The problems with the first-aid kits, though, could speak to a number of issues Russia has been running into, as Russian soldiers appear to have few supplies that can save their lives if they’re suffering from life-threatening injuries.

“A modern first-aid kit costs a lot of money, and the Soviet first-aid kit is already in stock, there is no need to buy it,” the Conflict Intelligence Team, a nonprofit investigative team, said in a briefing last week. “Such a first-aid kit is not useless, but it is much worse than the ones the Ukrainians have… The Ukrainian army has much more time to save the wounded before they die.”
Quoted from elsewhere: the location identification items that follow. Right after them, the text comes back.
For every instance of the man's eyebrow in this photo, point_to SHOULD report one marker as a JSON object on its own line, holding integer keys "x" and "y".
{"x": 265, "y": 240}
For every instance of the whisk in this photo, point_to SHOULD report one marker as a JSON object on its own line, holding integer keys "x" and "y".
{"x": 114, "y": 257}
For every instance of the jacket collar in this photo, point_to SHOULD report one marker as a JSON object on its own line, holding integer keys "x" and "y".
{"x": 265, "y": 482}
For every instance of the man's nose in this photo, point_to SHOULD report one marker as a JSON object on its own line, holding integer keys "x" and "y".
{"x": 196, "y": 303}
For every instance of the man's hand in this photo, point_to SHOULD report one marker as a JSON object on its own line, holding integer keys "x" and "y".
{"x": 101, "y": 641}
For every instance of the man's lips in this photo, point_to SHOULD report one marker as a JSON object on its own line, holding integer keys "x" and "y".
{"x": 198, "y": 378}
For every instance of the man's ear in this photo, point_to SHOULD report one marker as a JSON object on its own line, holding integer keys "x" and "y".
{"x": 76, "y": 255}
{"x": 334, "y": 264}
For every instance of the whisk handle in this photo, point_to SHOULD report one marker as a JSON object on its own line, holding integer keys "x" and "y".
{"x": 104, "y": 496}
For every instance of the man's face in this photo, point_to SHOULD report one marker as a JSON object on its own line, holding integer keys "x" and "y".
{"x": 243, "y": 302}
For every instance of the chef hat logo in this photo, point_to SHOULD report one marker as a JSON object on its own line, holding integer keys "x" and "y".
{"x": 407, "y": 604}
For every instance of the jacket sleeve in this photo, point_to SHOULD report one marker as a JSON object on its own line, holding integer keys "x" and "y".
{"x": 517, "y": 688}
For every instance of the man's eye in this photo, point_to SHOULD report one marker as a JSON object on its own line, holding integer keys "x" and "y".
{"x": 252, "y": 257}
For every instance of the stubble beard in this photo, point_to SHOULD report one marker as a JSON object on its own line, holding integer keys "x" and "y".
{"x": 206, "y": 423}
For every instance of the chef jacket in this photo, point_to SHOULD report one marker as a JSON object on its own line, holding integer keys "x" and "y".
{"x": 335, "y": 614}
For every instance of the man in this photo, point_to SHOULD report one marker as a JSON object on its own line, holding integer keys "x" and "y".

And with fewer life-saving tools, Russians appear to be stumbling through maintaining manpower in the ongoing invasion. Russian forces’ casualties have been slowing down in the war in Ukraine as they have narrowed their focus, according to a Pentagon assessment, the senior U.S. defense official said in a call Friday. But where there is still fighting ongoing, Russians are still dropping like flies.

“If President Biden brought me in the Oval Office and said, Jeff, how do I make my military fail? I would say do exactly what Putin did,” Edmonds said.

Even so, Russian forces continue to levy attacks against Ukraine. In recent hours, Russia hit Kyiv with missile strikes, killing at least one person, according to local authorities. Russia has also hit Kharkiv, and the regions near Kyiv, Dnipropetrovsk, Luhansk, Khmelnytskyi, Sumy, Chernihiv, Donetsk, and Mykolaiv regions in the last 24 hours, according to Ukraine’s regional military administrations. In that time, the Russian forces have killed 13 civilians and injured 47 civilians, the agencies said.